CASAPESENNA. A distanza di alcune settimane dall’arresto, è arrivata la sentenza per il 19enne Gianluca Pio Diana, fermato dai carabinieri della Compagnia di Casal di Principe nel corso di un’attività di controllo sul territorio.

Nel momento dell’intervento, i militari dell’Arma avevano sottoposto il giovane a perquisizione personale, rinvenendo un borsello in pelle nera nella sua disponibilità. All’interno erano custoditi circa 42 grammi di hashish, già suddivisi in 35 dosi confezionate e presumibilmente destinate allo spaccio.

Oltre alla sostanza stupefacente, i carabinieri avevano sequestrato anche due telefoni cellulari, uno di marca Samsung e l’altro iPhone, ritenuti utili per eventuali approfondimenti investigativi.
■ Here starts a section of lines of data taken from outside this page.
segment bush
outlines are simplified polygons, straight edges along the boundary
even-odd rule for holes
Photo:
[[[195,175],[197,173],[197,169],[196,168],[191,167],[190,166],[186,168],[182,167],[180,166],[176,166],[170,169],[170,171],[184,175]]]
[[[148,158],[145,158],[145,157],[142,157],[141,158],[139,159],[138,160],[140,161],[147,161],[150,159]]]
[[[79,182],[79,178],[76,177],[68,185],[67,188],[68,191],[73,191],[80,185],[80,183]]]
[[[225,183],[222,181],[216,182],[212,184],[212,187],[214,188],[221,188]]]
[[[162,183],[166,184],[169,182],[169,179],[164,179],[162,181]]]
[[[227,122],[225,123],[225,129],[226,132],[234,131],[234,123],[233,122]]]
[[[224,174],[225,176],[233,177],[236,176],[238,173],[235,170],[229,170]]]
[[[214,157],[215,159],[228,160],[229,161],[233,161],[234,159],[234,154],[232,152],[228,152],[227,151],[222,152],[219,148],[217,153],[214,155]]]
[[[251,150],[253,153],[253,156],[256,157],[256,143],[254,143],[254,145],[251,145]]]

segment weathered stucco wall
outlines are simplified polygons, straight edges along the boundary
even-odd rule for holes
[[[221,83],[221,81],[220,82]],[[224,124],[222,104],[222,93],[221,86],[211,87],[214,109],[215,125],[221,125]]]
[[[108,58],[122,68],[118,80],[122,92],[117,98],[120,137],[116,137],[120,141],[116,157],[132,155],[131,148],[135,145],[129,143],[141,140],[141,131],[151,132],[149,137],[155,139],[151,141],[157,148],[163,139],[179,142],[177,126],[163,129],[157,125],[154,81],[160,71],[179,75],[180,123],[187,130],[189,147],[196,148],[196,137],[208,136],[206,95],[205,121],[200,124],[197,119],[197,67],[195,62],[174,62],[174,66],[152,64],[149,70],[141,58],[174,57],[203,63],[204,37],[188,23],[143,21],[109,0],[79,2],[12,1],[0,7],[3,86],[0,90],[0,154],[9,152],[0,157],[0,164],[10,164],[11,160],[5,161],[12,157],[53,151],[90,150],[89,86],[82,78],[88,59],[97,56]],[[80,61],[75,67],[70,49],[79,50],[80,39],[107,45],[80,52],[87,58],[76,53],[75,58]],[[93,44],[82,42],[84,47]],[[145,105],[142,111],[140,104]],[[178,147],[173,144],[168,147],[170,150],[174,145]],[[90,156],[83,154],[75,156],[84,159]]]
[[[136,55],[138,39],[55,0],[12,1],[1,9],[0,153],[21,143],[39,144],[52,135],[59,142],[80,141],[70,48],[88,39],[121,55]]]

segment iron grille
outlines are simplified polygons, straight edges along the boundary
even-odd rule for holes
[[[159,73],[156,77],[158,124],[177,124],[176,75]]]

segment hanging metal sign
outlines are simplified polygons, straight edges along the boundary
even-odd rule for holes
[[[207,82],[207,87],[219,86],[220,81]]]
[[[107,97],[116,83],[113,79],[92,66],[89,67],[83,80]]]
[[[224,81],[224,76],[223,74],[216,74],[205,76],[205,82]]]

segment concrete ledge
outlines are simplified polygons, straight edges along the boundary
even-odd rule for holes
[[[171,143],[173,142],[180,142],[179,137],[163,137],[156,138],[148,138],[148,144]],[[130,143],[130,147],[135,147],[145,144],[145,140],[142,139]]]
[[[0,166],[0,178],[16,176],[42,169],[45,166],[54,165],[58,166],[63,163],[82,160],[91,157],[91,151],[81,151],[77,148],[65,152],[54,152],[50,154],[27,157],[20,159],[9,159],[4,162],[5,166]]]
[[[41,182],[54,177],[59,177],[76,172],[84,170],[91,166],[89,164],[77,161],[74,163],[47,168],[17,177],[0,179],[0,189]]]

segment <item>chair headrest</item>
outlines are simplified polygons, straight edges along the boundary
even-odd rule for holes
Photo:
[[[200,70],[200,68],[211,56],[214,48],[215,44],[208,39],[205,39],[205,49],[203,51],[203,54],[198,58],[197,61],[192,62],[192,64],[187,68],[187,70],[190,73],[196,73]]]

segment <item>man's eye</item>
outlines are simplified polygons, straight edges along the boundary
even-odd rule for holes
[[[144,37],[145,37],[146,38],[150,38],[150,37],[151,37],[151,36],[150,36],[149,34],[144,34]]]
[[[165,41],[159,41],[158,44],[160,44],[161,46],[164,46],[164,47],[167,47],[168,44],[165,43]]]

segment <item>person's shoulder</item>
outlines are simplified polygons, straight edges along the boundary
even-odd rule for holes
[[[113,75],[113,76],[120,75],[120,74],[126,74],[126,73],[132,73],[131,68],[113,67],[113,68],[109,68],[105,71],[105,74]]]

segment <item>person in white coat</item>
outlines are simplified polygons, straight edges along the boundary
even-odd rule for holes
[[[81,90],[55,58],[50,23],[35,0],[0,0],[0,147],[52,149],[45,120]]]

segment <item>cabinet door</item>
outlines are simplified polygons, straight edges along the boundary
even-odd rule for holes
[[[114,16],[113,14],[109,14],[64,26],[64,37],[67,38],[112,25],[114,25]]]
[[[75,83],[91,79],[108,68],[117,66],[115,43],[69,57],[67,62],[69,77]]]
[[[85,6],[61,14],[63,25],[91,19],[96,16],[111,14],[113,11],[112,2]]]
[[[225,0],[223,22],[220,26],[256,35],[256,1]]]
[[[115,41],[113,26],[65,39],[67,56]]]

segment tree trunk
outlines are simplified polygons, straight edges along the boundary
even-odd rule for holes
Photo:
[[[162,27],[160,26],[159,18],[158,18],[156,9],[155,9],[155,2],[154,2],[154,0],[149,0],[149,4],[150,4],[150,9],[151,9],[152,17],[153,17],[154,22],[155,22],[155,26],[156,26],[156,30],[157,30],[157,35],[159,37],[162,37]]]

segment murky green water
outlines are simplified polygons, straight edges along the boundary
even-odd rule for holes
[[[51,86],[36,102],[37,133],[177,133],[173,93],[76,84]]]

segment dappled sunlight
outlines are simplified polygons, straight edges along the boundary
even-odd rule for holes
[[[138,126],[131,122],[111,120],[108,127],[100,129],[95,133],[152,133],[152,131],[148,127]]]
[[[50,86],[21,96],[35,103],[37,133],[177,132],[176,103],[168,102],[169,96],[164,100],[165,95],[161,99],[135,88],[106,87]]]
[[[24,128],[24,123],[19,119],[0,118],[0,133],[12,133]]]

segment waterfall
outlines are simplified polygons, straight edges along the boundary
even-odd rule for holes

Per il ragazzo erano scattate subito le manette: il 19enne era stato posto agli arresti domiciliari con l’applicazione del braccialetto elettronico.

Successivamente, la Procura della Repubblica presso il tribunale di Napoli Nord, con sede ad Aversa, aveva avanzato richiesta di giudizio immediato, ritenendo il quadro probatorio già chiaro.

Il procedimento si è svolto nelle scorse ore con rito abbreviato davanti al giudice Fusco. Durante l’udienza, il pubblico ministero Dongiacomo aveva chiesto una condanna a due anni di reclusione.

Il giudice, tuttavia, ha stabilito una pena più contenuta, condannando l’imputato a un anno e quattro mesi, accogliendo in parte le richieste della difesa, rappresentata dall’avvocato Mirella Baldascino.

Con la sentenza è arrivata anche la revoca della misura cautelare: il giovane non è più agli arresti domiciliari.